WASHINGTON – President Donald Trump has directed his attorney general to propose regulations that would ban bump stocks and similar devices “that turn legal weapons into machine guns,” the president announced Tuesday.
Trump, speaking at the start of a Medal of Valor ceremony at the White House, said he expected the “critical” new regulations to be finalized soon.
A Justice Department review of bump stock regulations started in December, Trump said, after America’s deadliest mass shooting in Las Vegas that left 58 people dead.
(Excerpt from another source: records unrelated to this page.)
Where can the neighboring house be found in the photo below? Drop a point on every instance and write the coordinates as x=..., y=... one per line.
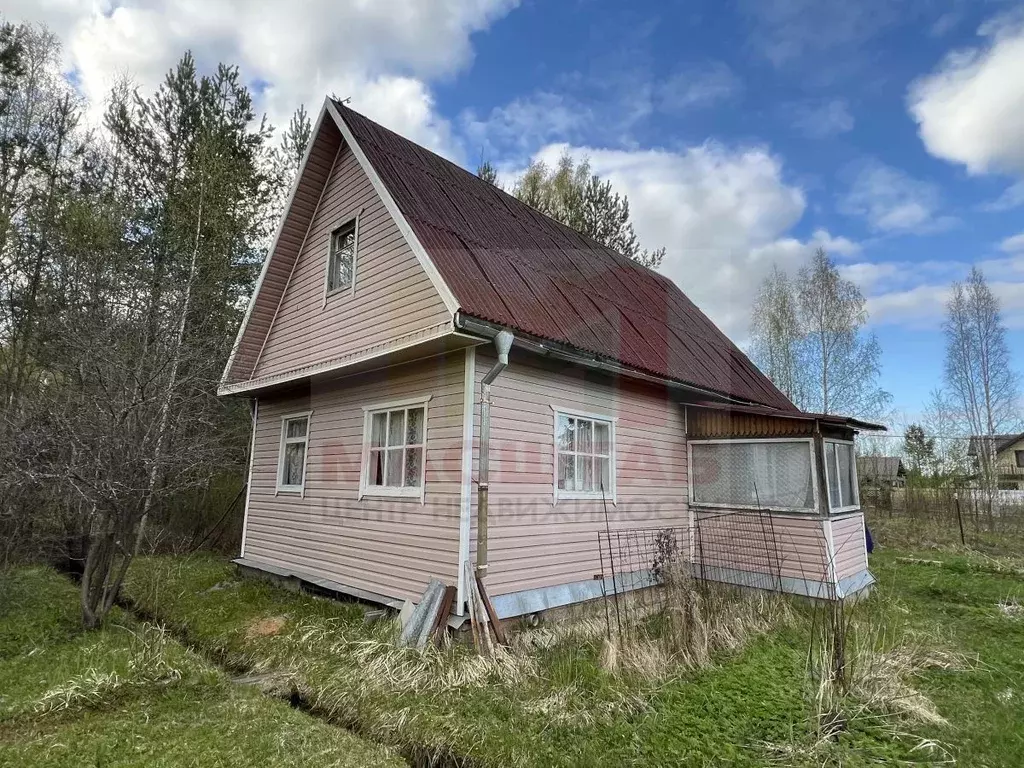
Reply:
x=1006, y=457
x=882, y=471
x=441, y=376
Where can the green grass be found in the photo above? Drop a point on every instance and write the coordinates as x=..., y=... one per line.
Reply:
x=130, y=695
x=558, y=706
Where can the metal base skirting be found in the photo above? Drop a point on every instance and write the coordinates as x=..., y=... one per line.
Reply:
x=247, y=563
x=547, y=598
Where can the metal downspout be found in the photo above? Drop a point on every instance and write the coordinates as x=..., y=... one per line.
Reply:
x=503, y=343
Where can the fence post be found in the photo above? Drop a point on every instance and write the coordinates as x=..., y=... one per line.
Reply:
x=960, y=517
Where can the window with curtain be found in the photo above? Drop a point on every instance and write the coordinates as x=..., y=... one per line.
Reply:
x=395, y=455
x=342, y=258
x=584, y=454
x=762, y=474
x=292, y=461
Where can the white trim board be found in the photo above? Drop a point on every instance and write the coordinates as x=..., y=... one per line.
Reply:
x=466, y=498
x=249, y=481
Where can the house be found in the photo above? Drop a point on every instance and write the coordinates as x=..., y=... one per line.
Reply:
x=1004, y=454
x=442, y=377
x=882, y=471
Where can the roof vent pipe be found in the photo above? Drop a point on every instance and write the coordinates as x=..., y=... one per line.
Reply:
x=503, y=343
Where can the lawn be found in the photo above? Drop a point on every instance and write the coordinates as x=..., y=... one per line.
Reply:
x=937, y=675
x=935, y=650
x=131, y=695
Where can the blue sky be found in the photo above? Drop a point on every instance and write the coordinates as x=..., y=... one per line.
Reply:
x=745, y=132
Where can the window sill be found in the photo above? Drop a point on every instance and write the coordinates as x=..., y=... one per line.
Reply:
x=391, y=493
x=584, y=496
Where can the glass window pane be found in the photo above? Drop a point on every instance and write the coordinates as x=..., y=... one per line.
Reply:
x=296, y=427
x=378, y=429
x=585, y=436
x=834, y=498
x=393, y=468
x=342, y=251
x=603, y=474
x=586, y=473
x=845, y=456
x=414, y=464
x=376, y=468
x=566, y=433
x=395, y=428
x=414, y=430
x=294, y=455
x=770, y=475
x=566, y=471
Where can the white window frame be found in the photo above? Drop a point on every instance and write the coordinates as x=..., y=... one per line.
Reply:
x=286, y=440
x=366, y=488
x=813, y=510
x=611, y=494
x=854, y=479
x=350, y=288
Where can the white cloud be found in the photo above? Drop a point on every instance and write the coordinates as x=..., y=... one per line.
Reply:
x=381, y=54
x=723, y=214
x=517, y=128
x=697, y=86
x=822, y=119
x=1013, y=197
x=971, y=110
x=1013, y=244
x=893, y=202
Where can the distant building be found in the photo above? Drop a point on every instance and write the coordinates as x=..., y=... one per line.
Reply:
x=882, y=471
x=1007, y=457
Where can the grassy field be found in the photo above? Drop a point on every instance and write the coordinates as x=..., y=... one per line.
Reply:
x=936, y=676
x=130, y=695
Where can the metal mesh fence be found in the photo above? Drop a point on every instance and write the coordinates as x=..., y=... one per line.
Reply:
x=642, y=567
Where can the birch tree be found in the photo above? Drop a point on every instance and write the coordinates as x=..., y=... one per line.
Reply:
x=573, y=195
x=777, y=340
x=979, y=376
x=844, y=361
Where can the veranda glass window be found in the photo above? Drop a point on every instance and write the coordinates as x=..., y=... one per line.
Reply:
x=765, y=474
x=842, y=476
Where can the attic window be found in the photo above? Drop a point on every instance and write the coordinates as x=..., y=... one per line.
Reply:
x=341, y=264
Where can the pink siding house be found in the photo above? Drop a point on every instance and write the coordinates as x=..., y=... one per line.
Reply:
x=441, y=376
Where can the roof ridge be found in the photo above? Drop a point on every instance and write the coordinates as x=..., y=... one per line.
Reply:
x=611, y=251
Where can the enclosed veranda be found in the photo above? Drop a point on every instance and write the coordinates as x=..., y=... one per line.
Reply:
x=774, y=500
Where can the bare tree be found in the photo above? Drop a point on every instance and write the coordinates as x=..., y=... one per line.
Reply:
x=777, y=340
x=981, y=382
x=844, y=360
x=808, y=336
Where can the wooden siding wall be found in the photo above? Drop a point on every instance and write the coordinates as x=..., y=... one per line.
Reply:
x=708, y=424
x=390, y=546
x=393, y=298
x=534, y=543
x=850, y=545
x=792, y=546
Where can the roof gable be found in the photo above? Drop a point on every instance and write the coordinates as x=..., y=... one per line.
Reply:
x=509, y=264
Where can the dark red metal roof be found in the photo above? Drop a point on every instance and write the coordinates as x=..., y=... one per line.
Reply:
x=509, y=264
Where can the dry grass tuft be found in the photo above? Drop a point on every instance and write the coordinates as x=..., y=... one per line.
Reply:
x=689, y=623
x=146, y=665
The gunman in that incident used bump stocks that allowed him to engage his weapon’s trigger faster, making it fire similar to the rate of an automatic weapon.
Regulations on bump stocks has garnered recent support from both sides of the gun control debate, but Trump’s move goes further than the tepid support his administration had offered for the move last year.
The steps proposed by the president Tuesday would not have affected the attack at a high school in Parkland, Fla., less than one week ago that left 17 students and teachers dead.
The White House will hold listening sessions with parents, teachers, and students from Parkland, as well as others affected by school shootings in Newtown, Conn., and Columbine, Colo., on Wednesday.
Just before the Trump’s announcement, Press Secretary Sarah Huckabee Sanders also reiterated the president’s openness to making the background check process “more efficient.”
Though Trump will be listening at Wednesday’s sessions, he hasn’t signaled any openness to the introduction of new gun control measures – nor has he mentioned that possibility in his remarks on gun violence in the aftermath of Parkland.
On Tuesday, he again cited a need for officials to do more on “mental health” and bettering coordination efforts for “swift action” when there are known warning signs that may signal potential shooters.